La distanza tra le promesse dei Paesi ricchi, le speranze di de Boer e le richieste dei Paesi in via di sviluppo sono siderali: secondo quest'ultimi ci vorrebbero minimo di 400 miliardi di dollari l'anno entro il 2020 per l'adattamento al cambiamento climatico.
«La storia dimostra che, anche se i Paesi ricchi hanno promesso finanziamenti per l'adeguamento climatico, non sempre questo è avvenuto - dice The Guardian - Nel 2001 Unione europea, Canada, Norvegia, Svizzera, Islanda e Nuova Zelanda hanno promesso 410 milioni di dollari l'anno dal 2005 al 2008 per tale scopo. Finora è stato consegnato appena il 10%».
In serata è intervenuto anche il ministro italiano Stefania Prestigiacomo: «Le indiscrezioni diffuse oggi sulla bozza di accordo proposta dalla presidenza danese per la conferenza di Copenaghen e le reazioni da parte indiana indicano come il negoziato sia giunto ormai al cuore del problema: il rapporto fra paesi industrializzati e paesi emergenti. Ed il susseguirsi di aperture ed irrigidimenti va letto anche nell'ottica della trattativa in corso.

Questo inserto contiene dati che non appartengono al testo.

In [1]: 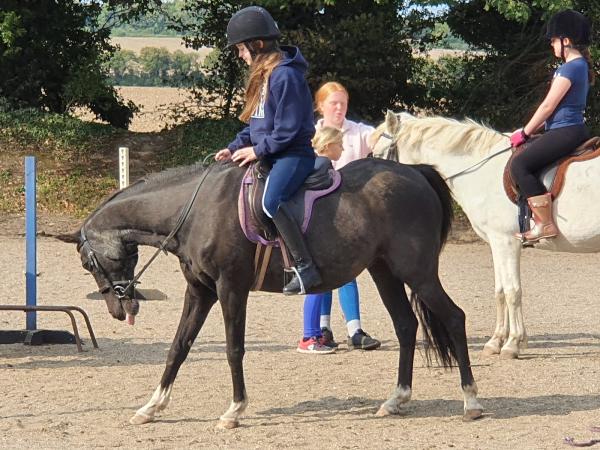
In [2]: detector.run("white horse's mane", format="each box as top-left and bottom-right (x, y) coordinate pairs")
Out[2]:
(373, 113), (509, 157)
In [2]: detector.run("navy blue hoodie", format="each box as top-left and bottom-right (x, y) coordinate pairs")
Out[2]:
(227, 46), (316, 159)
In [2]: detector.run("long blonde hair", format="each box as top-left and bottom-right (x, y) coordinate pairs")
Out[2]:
(239, 41), (283, 123)
(312, 126), (343, 155)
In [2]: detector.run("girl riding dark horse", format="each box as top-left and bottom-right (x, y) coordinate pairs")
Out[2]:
(57, 157), (484, 427)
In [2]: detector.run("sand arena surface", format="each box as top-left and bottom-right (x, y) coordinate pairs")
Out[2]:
(0, 235), (598, 449)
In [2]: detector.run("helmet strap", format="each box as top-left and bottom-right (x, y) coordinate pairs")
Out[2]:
(560, 37), (573, 60)
(244, 42), (257, 61)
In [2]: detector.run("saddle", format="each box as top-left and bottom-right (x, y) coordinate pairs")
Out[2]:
(503, 136), (600, 204)
(238, 157), (341, 291)
(238, 156), (342, 246)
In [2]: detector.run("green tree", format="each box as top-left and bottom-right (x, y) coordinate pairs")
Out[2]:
(108, 49), (141, 85)
(175, 0), (425, 122)
(0, 1), (137, 128)
(419, 0), (600, 133)
(139, 47), (172, 84)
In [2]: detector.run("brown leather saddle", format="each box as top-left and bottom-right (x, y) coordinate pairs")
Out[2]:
(238, 156), (342, 246)
(503, 136), (600, 204)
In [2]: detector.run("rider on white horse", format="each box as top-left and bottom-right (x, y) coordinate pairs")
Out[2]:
(509, 9), (594, 244)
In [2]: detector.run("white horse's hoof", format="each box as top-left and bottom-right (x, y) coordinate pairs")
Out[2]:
(499, 348), (519, 359)
(463, 408), (484, 421)
(129, 413), (154, 425)
(481, 344), (500, 357)
(217, 418), (239, 429)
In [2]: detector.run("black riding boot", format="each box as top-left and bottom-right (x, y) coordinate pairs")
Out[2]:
(272, 203), (322, 295)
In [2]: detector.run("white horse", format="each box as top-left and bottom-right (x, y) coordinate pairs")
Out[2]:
(371, 110), (600, 358)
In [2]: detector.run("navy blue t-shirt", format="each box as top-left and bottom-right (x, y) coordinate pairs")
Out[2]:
(546, 58), (589, 130)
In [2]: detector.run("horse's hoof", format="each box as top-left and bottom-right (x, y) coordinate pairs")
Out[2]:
(463, 409), (483, 422)
(217, 418), (239, 429)
(375, 404), (399, 417)
(481, 344), (500, 357)
(129, 413), (154, 425)
(499, 348), (519, 359)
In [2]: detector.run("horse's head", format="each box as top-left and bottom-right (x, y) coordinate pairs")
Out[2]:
(371, 110), (416, 162)
(56, 228), (140, 324)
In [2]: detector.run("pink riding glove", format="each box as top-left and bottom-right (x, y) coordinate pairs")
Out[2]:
(510, 129), (529, 148)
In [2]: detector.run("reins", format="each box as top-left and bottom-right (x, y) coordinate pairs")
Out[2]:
(444, 145), (512, 181)
(82, 159), (216, 300)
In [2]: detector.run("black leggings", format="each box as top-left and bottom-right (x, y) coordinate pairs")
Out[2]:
(510, 124), (590, 198)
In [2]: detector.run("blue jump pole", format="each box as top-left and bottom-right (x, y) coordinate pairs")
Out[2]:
(0, 156), (83, 348)
(25, 156), (37, 331)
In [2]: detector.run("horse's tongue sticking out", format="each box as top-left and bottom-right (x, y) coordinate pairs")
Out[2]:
(126, 313), (135, 326)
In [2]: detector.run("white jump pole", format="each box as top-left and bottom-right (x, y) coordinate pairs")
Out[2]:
(119, 147), (129, 189)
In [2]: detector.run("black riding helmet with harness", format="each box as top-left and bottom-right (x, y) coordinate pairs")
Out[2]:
(226, 6), (281, 58)
(546, 9), (592, 60)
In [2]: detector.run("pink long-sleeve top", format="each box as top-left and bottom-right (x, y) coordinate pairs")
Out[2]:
(315, 118), (374, 170)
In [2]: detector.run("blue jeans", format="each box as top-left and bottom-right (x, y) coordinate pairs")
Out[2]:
(262, 154), (315, 217)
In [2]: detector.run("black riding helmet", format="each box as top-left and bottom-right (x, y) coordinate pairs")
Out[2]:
(226, 6), (281, 47)
(546, 9), (591, 46)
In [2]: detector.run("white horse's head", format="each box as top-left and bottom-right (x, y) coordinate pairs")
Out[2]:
(371, 110), (419, 163)
(371, 110), (509, 166)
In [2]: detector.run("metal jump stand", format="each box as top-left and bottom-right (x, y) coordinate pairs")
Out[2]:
(0, 156), (98, 352)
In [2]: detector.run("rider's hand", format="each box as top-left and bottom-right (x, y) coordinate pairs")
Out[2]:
(215, 149), (232, 161)
(231, 146), (258, 167)
(510, 129), (529, 148)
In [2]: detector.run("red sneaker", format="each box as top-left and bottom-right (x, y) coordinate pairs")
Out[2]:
(297, 337), (336, 354)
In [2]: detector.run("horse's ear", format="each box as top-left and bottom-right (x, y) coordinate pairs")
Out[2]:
(55, 230), (81, 245)
(385, 110), (400, 133)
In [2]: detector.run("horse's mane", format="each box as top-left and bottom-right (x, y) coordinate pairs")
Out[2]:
(128, 161), (210, 193)
(85, 162), (226, 220)
(373, 114), (508, 157)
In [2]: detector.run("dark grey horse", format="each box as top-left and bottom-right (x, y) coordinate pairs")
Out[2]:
(57, 158), (483, 428)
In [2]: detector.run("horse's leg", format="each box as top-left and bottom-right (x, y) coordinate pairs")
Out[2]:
(216, 283), (249, 429)
(487, 236), (525, 359)
(482, 237), (509, 355)
(130, 282), (217, 425)
(368, 261), (418, 416)
(413, 277), (484, 421)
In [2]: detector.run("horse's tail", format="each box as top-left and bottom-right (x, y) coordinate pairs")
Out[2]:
(413, 164), (453, 250)
(412, 164), (456, 367)
(410, 290), (456, 368)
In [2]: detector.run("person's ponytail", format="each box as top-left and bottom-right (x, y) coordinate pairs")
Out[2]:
(576, 46), (595, 85)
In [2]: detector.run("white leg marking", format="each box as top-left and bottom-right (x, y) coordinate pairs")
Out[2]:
(462, 382), (483, 421)
(376, 386), (412, 416)
(129, 384), (173, 425)
(217, 391), (248, 429)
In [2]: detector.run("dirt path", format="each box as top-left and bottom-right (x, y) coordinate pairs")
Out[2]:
(0, 237), (598, 449)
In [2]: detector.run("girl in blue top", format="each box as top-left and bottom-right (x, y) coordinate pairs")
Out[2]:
(509, 9), (594, 244)
(215, 6), (321, 295)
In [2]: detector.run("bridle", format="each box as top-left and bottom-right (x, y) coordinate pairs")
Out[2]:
(376, 130), (511, 181)
(377, 132), (399, 163)
(80, 159), (215, 300)
(78, 228), (138, 298)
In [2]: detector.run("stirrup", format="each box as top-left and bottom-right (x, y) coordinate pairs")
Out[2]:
(514, 230), (557, 245)
(283, 267), (306, 295)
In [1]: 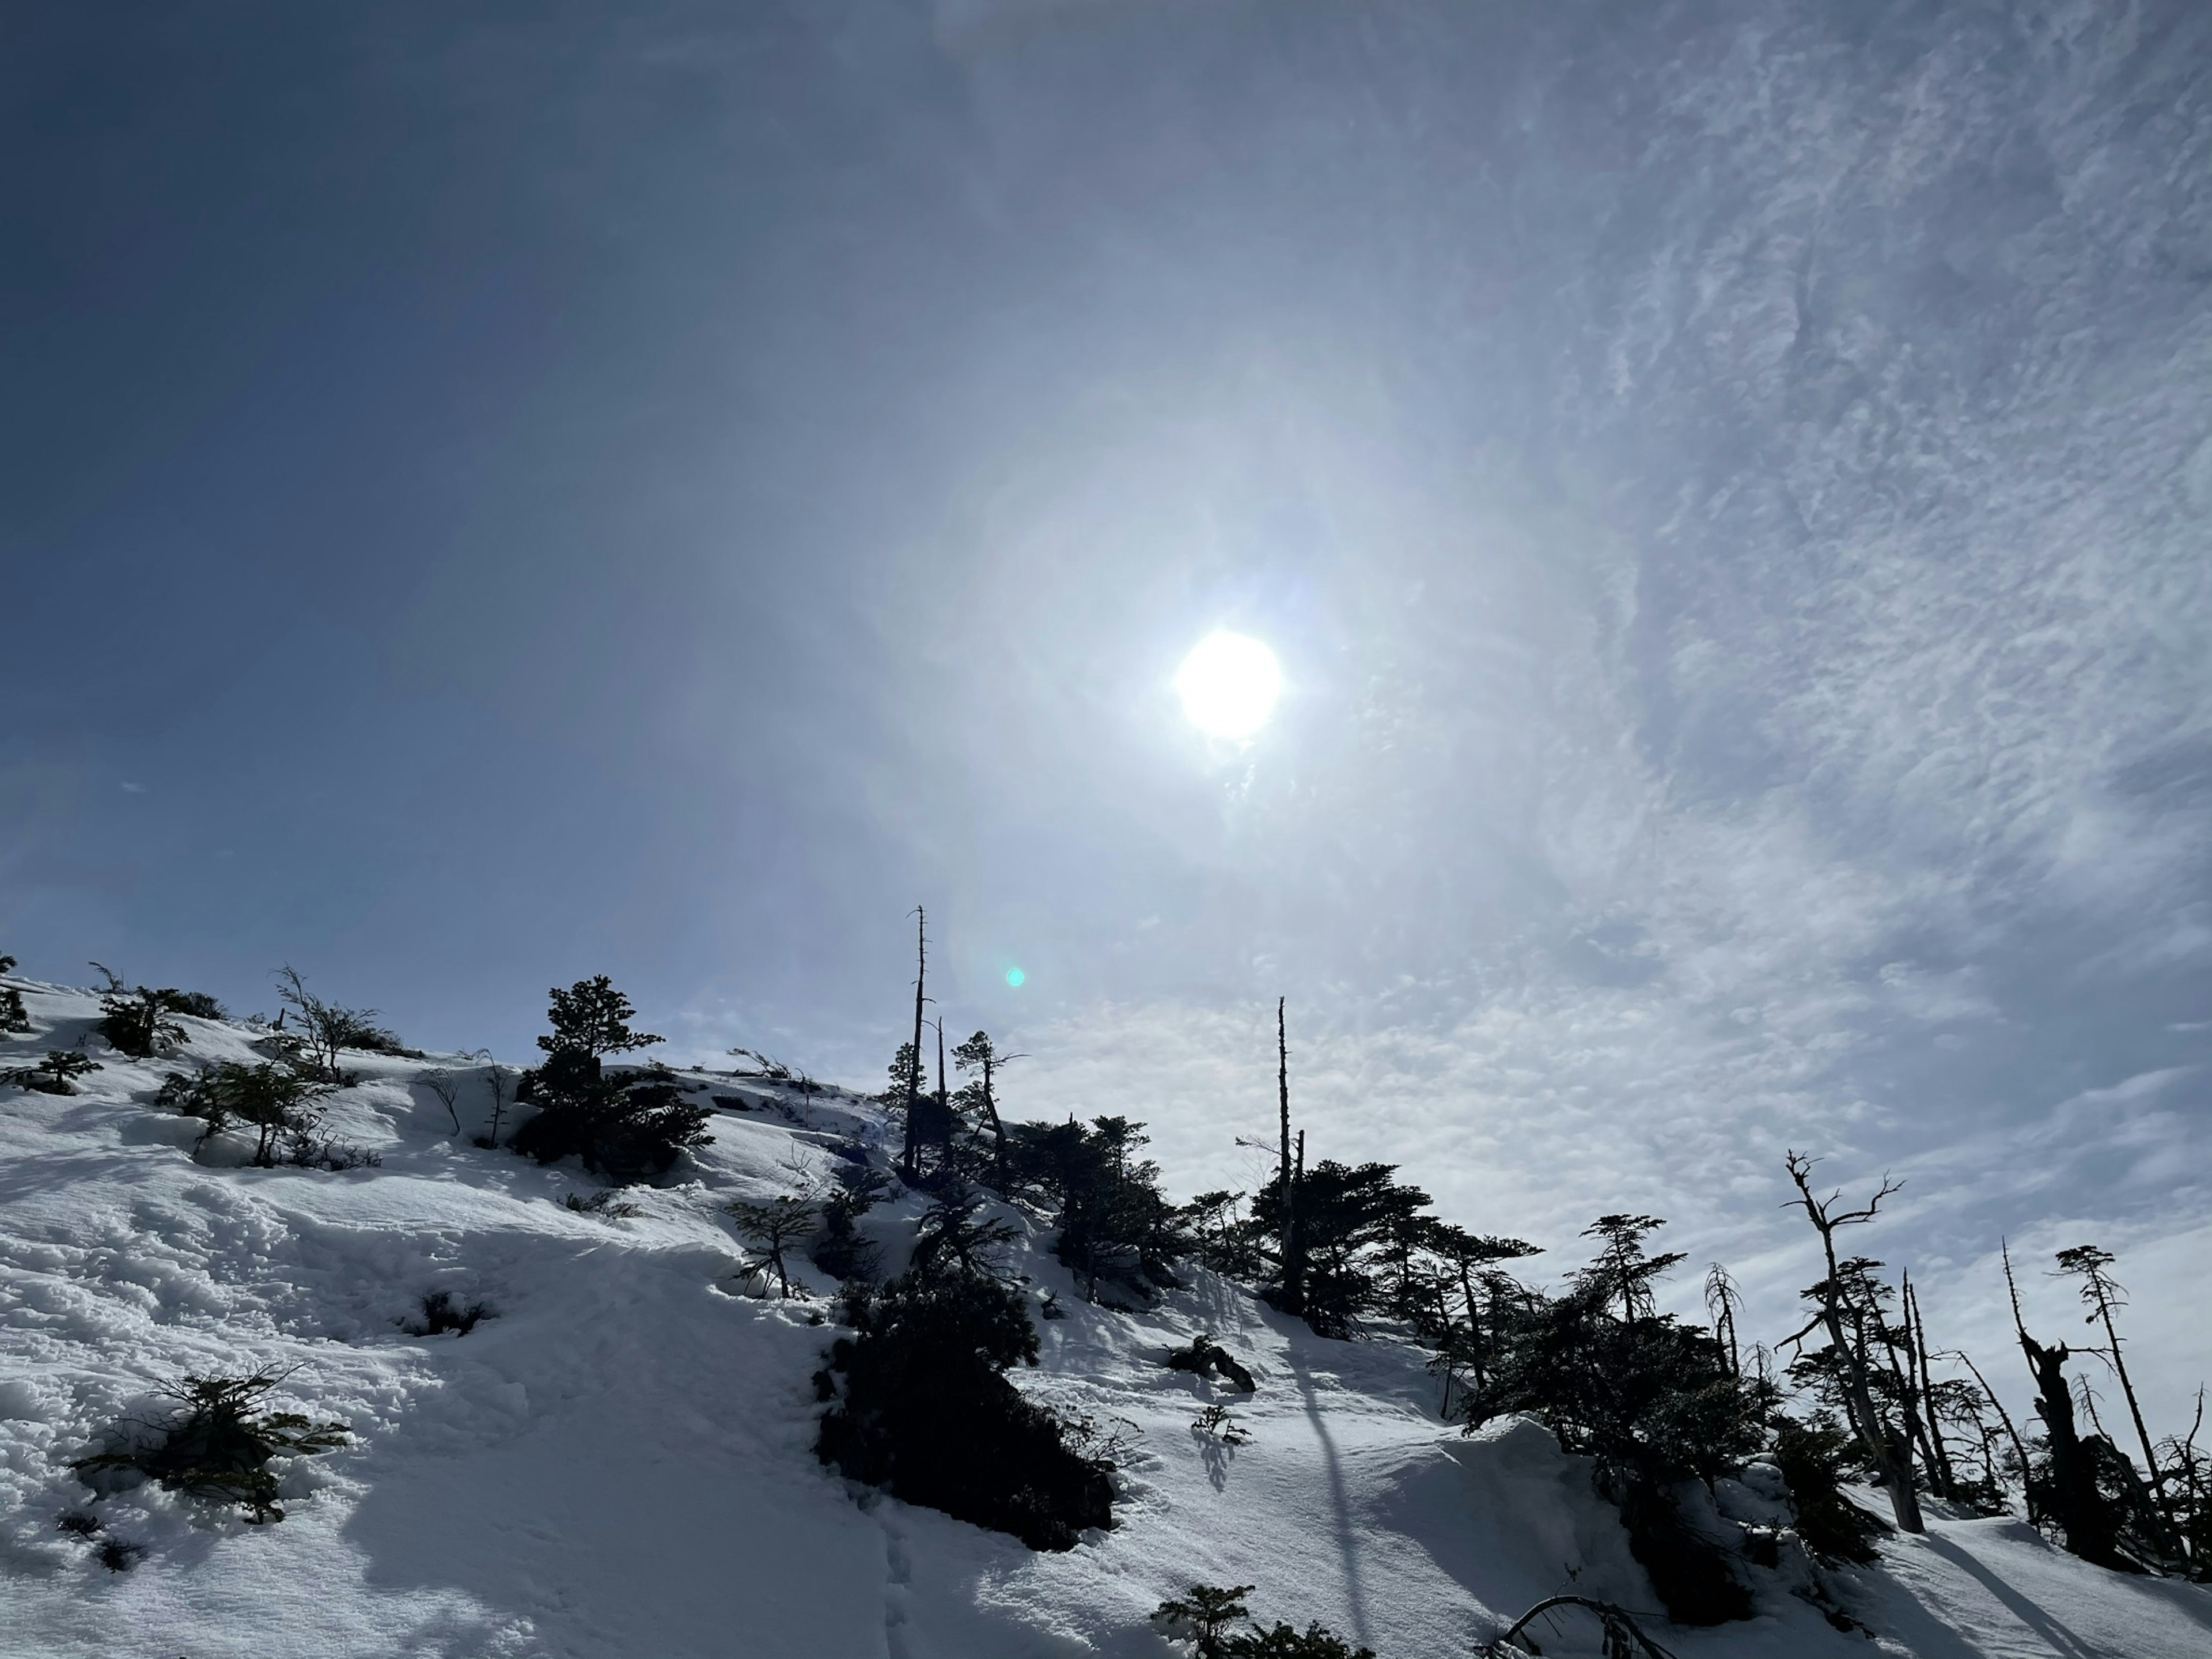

Probabilmente fra due settimane a Copenaghen non sarà firmato un accordo legalmente vincolante. Sarà invece possibile raggiungere una intesa politica forte che rimandi ad un trattato vincolante a breve. E questo non sarà certo un fallimento ma il primo dei due tempi di un accordo storico sul clima condiviso da tutti i paesi del mondo».